International Journal on Advanced Science, Engineering and Information Technology

This study aims to determine the effect of annealing on the glucomannan, protein, and water content of porang (Amorphophallus Muelleri Blume) flour. The material was a porang tuber from a farmer in Lubuk Pakam Regency in the second plant period. The method was completely randomized with temperature treatments of 30 °C, 40 °C, and 50 °C, and time; 3 hours, 4 hours, and 5 hours—parameters observation consisting of water content, protein, glucomannan, and yield.

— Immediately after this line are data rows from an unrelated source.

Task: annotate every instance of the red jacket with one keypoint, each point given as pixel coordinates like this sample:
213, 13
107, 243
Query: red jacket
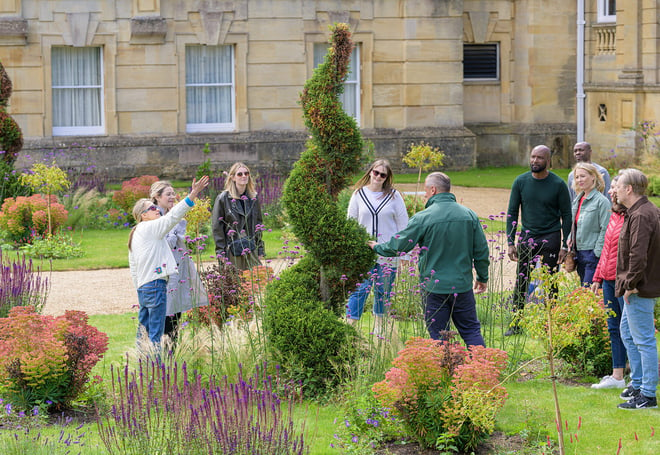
606, 269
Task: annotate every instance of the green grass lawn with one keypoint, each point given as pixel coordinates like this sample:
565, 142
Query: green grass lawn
489, 177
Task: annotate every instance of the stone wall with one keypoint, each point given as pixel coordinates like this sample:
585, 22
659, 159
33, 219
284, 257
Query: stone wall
177, 157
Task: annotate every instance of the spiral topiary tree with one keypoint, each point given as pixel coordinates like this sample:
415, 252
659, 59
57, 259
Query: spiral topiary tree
11, 137
301, 318
11, 142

Annealing time significantly affects water content, glucomannan, and yield. It is related to the longer the time; the more water-soluble compounds were lost. It increases the amount of glucomannan and decreases the yield. The temperature significantly affects water content, protein level, glucomannan content, and yield. At the temperature reaches 40 degrees Celsius, the number of glucomannan increases, which is associated with the beginning of the gelatinization process. At the onset of gelatinization, the starch granule structure weakens, allowing it to be readily crushed and liberated from glucomannan. This study indicated that glucomannan content decreased significantly as the temperature increased to 50 °C. It is hypothesized that the gelatinization temperature of porang starch is low; therefore, gelatinization is complete at around 50 °C. However, it needs further research. The protein level decreases by increasing temperature due to protein denaturation. The annealing process at 40 °C for 5 hours gives the high glucomannan content. Glucomannan has a strong relationship with yield. The annealing process promised to be used in glucomannan production from porang tuber.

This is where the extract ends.